Jennifer was a bright girl and young woman — before she had become addicted to drugs she had shown signs of being against drugs (having witnessed her uncle’s demise when she was a child) and of having great promise of achieving her goal of becoming a lawyer. Kaye was a proud parent. And when her daughter began struggling with drug addiction, she was an involved parent, doing everything in her power to help her daughter. This included periods of “tough love” which Kaye writes were harder or her than they were on Jennifer.

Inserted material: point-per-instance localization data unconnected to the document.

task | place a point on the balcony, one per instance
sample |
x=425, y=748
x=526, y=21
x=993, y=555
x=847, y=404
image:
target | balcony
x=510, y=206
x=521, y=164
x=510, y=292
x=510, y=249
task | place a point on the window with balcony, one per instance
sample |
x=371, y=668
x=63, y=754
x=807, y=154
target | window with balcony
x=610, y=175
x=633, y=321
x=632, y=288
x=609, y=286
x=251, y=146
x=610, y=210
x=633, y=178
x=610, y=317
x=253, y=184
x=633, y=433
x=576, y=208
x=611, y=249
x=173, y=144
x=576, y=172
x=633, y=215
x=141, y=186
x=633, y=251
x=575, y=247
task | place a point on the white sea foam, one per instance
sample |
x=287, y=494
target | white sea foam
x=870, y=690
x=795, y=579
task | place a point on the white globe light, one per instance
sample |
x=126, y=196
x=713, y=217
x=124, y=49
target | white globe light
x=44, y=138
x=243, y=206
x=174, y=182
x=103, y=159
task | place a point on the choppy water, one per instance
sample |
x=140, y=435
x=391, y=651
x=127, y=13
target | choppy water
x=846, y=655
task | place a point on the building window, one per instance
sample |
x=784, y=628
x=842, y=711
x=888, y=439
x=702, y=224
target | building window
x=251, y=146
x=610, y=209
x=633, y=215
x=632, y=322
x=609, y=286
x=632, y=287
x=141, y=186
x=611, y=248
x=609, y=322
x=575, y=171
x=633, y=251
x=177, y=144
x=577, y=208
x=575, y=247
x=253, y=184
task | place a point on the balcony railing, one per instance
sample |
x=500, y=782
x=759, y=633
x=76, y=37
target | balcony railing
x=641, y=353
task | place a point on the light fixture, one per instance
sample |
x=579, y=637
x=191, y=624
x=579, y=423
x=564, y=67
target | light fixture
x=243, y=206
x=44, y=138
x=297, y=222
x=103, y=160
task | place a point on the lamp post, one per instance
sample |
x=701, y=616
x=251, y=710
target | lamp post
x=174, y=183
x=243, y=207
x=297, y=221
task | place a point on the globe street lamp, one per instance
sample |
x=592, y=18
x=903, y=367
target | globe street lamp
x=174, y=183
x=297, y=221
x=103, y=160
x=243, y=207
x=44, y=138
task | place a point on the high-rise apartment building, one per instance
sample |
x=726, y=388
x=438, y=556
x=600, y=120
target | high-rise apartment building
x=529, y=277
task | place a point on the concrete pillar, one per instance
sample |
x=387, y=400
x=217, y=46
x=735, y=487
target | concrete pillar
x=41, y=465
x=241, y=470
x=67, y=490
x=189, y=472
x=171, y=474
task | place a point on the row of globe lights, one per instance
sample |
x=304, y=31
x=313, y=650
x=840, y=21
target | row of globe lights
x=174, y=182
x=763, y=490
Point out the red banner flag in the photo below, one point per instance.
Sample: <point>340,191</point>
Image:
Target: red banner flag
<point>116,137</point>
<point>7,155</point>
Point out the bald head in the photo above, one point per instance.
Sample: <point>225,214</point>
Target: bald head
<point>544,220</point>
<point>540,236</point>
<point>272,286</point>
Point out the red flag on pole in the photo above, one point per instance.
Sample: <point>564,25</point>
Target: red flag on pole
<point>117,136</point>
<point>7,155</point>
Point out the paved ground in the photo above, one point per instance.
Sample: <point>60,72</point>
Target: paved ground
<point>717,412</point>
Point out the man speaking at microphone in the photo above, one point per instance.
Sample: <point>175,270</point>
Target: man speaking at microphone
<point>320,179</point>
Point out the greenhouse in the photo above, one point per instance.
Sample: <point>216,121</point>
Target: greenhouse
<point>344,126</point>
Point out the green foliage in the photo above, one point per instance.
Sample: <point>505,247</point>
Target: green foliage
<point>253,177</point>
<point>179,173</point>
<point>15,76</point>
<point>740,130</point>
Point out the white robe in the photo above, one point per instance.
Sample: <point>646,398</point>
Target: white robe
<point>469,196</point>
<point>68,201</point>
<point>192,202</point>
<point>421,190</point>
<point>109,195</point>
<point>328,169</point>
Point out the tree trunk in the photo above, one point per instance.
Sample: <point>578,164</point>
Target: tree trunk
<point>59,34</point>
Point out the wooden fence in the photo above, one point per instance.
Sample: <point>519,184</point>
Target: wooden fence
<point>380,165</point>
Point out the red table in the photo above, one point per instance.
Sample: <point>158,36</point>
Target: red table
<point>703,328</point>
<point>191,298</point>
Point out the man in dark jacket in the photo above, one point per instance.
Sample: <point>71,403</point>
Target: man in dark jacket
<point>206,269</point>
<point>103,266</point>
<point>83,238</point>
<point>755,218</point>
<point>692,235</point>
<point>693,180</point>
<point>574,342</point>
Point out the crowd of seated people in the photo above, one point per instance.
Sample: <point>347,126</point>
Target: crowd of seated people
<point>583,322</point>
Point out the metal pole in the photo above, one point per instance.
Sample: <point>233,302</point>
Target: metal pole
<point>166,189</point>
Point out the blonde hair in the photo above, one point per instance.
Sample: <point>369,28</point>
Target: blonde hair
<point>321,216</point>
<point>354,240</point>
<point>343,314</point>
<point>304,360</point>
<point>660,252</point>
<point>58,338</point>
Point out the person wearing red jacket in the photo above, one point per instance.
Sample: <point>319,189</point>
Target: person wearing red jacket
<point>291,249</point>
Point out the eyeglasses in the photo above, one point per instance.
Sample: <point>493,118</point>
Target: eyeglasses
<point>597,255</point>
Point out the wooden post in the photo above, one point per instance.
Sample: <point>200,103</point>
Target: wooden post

This book is compelling. I found myself devouring it in one sitting. It is a necessary read for many. I found myself reflecting on my own misspent youth — something I have always had a fair amount of regret about, although less as I have grown older. I was born in an earlier period than Jennifer and was an adolescent in the seventies when drug use among teenagers (at least in my peer group) was rampant. I always thought of this as a time when drugs were not as addictive and lethal as they would come to be. At that time in my life, I had yet to come out. But it’s possible, that, like many other LGBT teens, I was pushing my feelings down with drugs and alcohol. (Bonnie’s daughter, Jennifer, identified as a lesbian, but her circumstances were different — by the time that she had come out gay rights have already made a fair amount of progress, plus she had a supportive mother despite an unsupportive relationship with her closeted gay father, her mother’s ex-husband.) More than a few of my adolescent peers (who were definitely not gay) did not make it.
The book also reminded me of a friend whose stepson, now in his thirties, who has a history of drug addiction and has been in and out of jail and rehab programs numerous times. Years ago, this friend asked me how I had come through that period of my life. As I recall, my answer was an intricate one. But looking back, I realize that it was the luck of the draw.